Al crescere dei prezzi internazionali la pressione politica sui governi si è di molto accresciuta, così che il governo tedesco ha deciso di destinare 65 miliardi di dollari a famiglie e imprese per ridurne il costo dell’energia. Il costo fiscale dei sussidi energetici è enorme, per l’Italia è ammontato sinora a 50 miliardi di euro, destinati ad aumentare sino a 60 miliardi. Un costo fiscale che rappresenta solo un trasferimento (dal governo alle famiglie), ma non una perdita netta per la società. Va da sé che sussidiare i consumatori e il loro consumo di energia è esattamente l’opposto di quel si vorrebbe ottenere con il Piano di contenimento dei consumi deciso nel nostro paese o con quello deliberato nel Piano “Save Gas for a Save Winter” dalla Commissione europea.

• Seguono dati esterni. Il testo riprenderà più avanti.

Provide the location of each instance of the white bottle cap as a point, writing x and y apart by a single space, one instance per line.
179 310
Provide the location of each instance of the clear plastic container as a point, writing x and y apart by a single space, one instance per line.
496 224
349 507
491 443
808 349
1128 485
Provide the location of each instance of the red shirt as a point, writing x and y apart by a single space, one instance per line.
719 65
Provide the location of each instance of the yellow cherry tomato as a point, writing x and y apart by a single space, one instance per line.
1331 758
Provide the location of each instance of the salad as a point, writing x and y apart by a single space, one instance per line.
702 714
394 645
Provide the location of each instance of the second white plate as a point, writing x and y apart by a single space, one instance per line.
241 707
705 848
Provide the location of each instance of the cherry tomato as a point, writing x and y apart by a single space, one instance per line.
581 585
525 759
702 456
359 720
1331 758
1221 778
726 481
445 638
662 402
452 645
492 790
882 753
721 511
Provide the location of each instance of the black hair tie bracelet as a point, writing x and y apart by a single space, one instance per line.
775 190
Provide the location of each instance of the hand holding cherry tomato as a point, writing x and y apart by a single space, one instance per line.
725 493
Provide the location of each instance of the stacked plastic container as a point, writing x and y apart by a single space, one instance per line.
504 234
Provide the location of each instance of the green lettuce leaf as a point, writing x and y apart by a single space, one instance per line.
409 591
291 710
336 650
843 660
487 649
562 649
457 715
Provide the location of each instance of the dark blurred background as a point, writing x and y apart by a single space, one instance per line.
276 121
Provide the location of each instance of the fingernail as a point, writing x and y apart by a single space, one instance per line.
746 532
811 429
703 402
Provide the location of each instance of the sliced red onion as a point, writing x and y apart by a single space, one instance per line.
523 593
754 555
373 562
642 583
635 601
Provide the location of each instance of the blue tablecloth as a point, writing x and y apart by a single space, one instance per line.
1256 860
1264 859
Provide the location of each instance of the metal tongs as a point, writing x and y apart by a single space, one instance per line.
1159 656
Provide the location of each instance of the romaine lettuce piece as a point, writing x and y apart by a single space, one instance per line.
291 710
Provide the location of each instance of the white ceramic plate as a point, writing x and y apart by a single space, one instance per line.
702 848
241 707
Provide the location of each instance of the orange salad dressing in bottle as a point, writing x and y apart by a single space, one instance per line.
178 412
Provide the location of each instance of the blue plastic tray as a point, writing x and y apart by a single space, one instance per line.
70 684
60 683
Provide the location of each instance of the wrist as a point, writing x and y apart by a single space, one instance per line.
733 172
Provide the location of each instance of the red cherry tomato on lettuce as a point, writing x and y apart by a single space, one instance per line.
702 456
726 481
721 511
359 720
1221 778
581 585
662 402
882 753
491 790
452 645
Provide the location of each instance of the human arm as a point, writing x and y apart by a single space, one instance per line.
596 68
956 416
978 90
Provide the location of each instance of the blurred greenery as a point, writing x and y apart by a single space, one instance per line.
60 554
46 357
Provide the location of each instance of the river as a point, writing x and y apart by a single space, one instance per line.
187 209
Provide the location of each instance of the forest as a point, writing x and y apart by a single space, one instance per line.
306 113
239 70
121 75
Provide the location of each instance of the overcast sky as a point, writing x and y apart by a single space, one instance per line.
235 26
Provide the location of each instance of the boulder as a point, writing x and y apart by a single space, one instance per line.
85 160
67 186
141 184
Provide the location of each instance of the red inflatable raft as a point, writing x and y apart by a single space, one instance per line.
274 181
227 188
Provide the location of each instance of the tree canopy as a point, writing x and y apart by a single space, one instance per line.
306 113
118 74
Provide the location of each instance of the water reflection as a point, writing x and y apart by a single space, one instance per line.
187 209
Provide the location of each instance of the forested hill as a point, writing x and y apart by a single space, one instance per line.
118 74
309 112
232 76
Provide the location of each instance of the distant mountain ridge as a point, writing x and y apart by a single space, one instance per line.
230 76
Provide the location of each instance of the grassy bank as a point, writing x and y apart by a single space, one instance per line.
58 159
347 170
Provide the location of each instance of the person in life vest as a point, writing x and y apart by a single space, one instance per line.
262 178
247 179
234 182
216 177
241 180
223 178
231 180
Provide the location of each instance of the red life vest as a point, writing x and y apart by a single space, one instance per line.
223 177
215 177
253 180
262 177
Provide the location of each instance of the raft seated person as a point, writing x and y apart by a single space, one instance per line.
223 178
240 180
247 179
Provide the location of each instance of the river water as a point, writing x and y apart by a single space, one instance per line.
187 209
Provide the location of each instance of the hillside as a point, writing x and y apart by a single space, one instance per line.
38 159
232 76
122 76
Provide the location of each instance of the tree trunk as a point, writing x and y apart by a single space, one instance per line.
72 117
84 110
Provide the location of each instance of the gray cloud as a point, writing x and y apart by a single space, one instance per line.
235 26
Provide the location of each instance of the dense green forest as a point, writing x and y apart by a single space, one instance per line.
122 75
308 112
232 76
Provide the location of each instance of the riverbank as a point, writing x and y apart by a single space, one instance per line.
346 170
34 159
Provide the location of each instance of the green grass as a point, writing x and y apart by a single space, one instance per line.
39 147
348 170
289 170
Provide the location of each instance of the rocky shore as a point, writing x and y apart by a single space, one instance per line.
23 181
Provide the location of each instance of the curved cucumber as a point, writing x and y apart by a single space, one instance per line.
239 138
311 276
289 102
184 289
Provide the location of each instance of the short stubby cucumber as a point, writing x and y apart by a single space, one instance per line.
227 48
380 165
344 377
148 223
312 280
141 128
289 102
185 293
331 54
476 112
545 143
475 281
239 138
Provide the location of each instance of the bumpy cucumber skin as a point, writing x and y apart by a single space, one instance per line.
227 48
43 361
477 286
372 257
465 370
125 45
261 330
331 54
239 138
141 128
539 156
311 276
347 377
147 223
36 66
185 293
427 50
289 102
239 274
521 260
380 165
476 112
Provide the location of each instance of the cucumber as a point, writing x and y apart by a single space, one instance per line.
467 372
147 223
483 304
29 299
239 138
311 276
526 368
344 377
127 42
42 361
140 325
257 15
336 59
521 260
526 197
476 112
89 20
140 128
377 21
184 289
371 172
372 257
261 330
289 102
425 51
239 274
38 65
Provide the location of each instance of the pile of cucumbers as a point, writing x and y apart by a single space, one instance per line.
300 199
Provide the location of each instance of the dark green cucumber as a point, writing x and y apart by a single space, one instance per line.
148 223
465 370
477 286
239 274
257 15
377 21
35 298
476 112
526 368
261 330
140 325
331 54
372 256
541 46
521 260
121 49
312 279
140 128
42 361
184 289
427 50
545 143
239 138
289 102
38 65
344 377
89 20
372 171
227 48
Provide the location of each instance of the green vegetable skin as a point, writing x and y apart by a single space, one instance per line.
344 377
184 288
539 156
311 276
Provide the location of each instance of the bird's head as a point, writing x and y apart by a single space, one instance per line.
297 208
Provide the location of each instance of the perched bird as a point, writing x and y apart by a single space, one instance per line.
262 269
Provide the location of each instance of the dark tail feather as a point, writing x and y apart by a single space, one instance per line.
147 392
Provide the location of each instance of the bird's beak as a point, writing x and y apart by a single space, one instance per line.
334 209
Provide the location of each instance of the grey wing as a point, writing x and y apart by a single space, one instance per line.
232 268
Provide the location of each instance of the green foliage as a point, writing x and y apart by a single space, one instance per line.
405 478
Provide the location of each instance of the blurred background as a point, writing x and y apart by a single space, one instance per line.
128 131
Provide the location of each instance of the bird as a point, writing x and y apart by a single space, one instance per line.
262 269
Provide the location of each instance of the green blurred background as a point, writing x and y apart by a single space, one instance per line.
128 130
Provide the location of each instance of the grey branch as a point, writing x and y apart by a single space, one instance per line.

Dall’inizio dell’anno i consumi di gas in Italia sono diminuiti intorno al 2,5 per cento. Per conseguire gli obiettivi del Piano questo calo dovrà accelerare sino al 7 per cento. 

In conclusione: ogni azione che attenui l’incentivo a contenere i consumi si traduce in maggiori importazioni e maggiori prezzi. Una spirale che si avvita su se stessa. Tagliare le unghie ai segnali di prezzo può in apparenza farti sentir meglio ma prima o poi devi pagarne il costo. Secondo Daniel Gros, economista membro del Ceps di Bruxelles, questi sussidi sono “extremely costly and ultimately futile” e dimostra analiticamente come sia più conveniente anziché sussidiare i consumi sussidiare esattamente il suo contrario: il risparmio. Come? Riconoscendo alle famiglie un bonus se questo inverno consumeranno meno dell’inverno passato ovvero fissare un tetto al prezzo del gas sino a un predeterminato livello di consumo e prezzi pieni per consumi superiori. A suo avviso, sussidi al risparmio si ripagano da sé, attraverso minori prezzi all’importazione. Per conseguirli interamente sarebbe però necessaria un’ampia adesione degli altri maggiori paesi europei, perché se così non fosse i minori prezzi del gas ottenuti da un paese con politiche pro-risparmio verrebbero annullati dai comportamenti degli altri paesi. Un agire comune per un comune interesse che non sembra tuttavia si vada osservando di questi tempi, come confermato dal fallimentare Consiglio europeo dell’energia del 9 settembre.